Still holding the driver’s door open, he glanced at Wilson, then back at Strike.
“How’s any of this matter?” he demanded.
“I’m just interested,” said Strike, “in how it works, when you’re with a client.”
“It’s fucking tedious,” said Kolovas-Jones, with a sudden flash of irritation, “that’s what it is. Driving’s mostly waiting around.”
“Have you still got the control for the doors to the underground garage that Lula gave you?” Strike asked.
“What?” said Kolovas-Jones, although Strike would have taken an oath that the driver had heard him. The flicker of animosity was undisguised now, and it seemed to extend not only to Strike, but also to Wilson, who had listened without comment since noting aloud that Kolovas-Jones was an actor.
“Have you still got—”
“Yeah, I’ve still got it. I still drive Mr. Bestigui, don’t I?” said Kolovas-Jones. “Right, I gotta go. See ya, Derrick.”
He threw his half-smoked cigarette into the road and got into the car.
“If you remember anything else,” said Strike, “like the name of the friend Lula was meeting in Vashti, will you give me a call?”
He handed Kolovas-Jones a card. The driver, already pulling on his seat belt, took it without looking at it.
“I’m gonna be late.”
Wilson raised his hand in farewell. Kolovas-Jones slammed the car door, revved the engine and reversed out of the parking space, scowling.

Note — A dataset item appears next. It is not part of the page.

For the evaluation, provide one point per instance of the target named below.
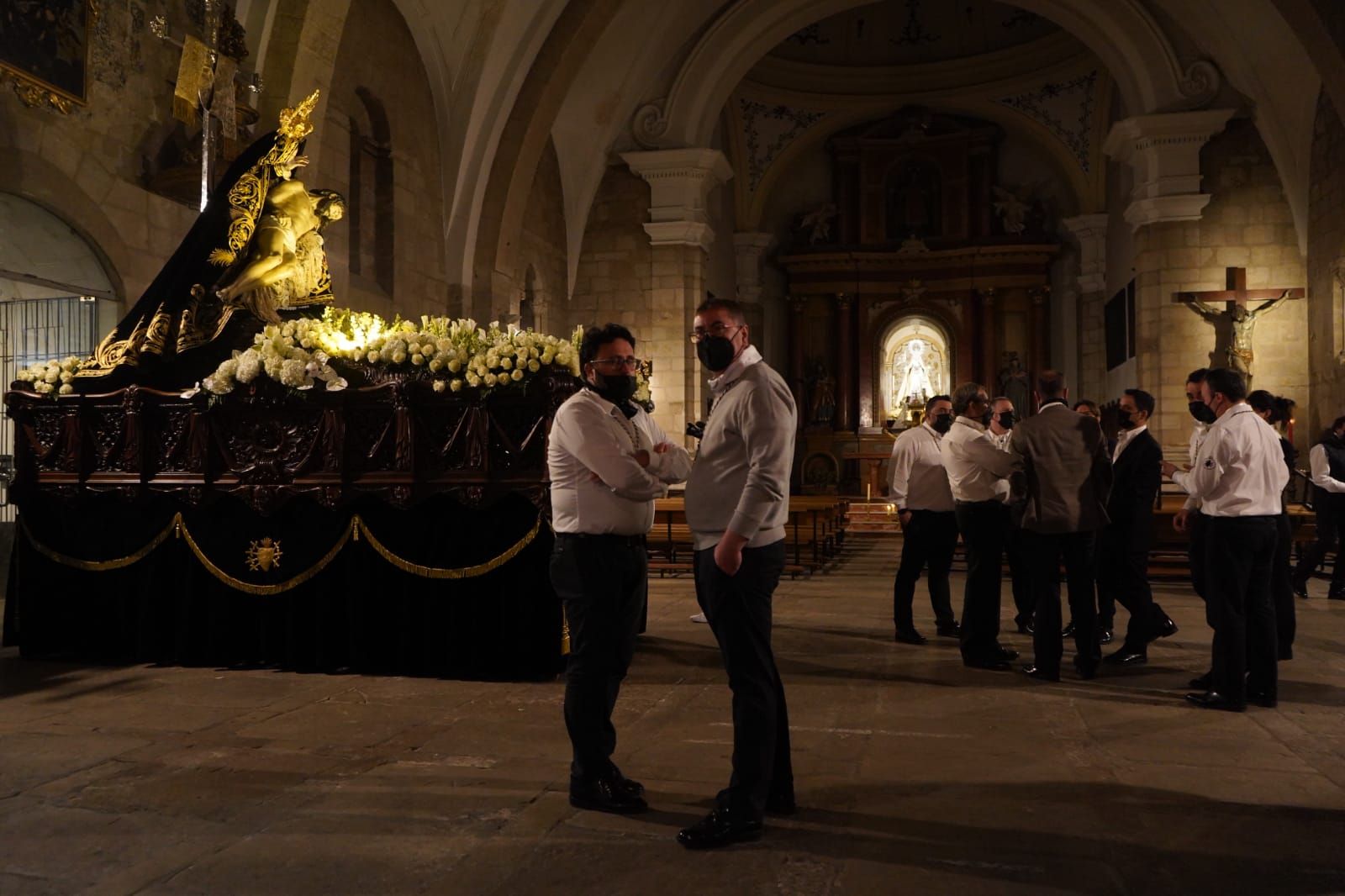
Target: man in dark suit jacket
(1123, 546)
(1067, 478)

“He’s a bit of a star-fucker,” said Wilson, as the car pulled away. It was a kind of apology for the younger man. “He loved drivin’ her. He tries to drive all the famous ones. He’s been hoping Bestigui’ll cast him in something for two years. He was well pissed off when he didn’t get that part.”
“What was it?”
“Drug dealer. Some film.”
They walked off together in the direction of Brixton underground station, past a gaggle of black schoolgirls in uniforms with blue plaid skirts. One girl’s long beaded hair made Strike think, again, of his sister, Lucy.

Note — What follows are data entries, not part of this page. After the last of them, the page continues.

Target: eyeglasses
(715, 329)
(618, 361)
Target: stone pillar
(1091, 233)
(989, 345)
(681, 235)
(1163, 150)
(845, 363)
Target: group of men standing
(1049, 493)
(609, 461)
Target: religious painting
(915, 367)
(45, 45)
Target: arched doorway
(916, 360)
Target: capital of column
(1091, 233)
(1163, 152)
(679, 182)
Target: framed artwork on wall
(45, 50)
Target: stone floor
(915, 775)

“Bestigui’s still living at number eighteen, is he?” asked Strike.
“Oh yeah,” said Wilson.
“What about the other two flats?”
“There’s a Ukrainian commodities broker and his wife renting Flat Two now. Got a Russian interested in Three, but he hasn’t made an offer yet.”
“Is there any chance,” asked Strike, as they were momentarily impeded by a tiny hooded, bearded man like an Old Testament prophet, who stopped in front of them and slowly stuck out his tongue, “that I could come and have a look inside sometime?”
“Yeah, all right,” said Wilson after a pause in which his gaze slid furtively over Strike’s lower legs. “Buzz mi. But it’ll have to be when Bestigui’s out, y’understand. He’s one quarrelsome man, and I need my job.”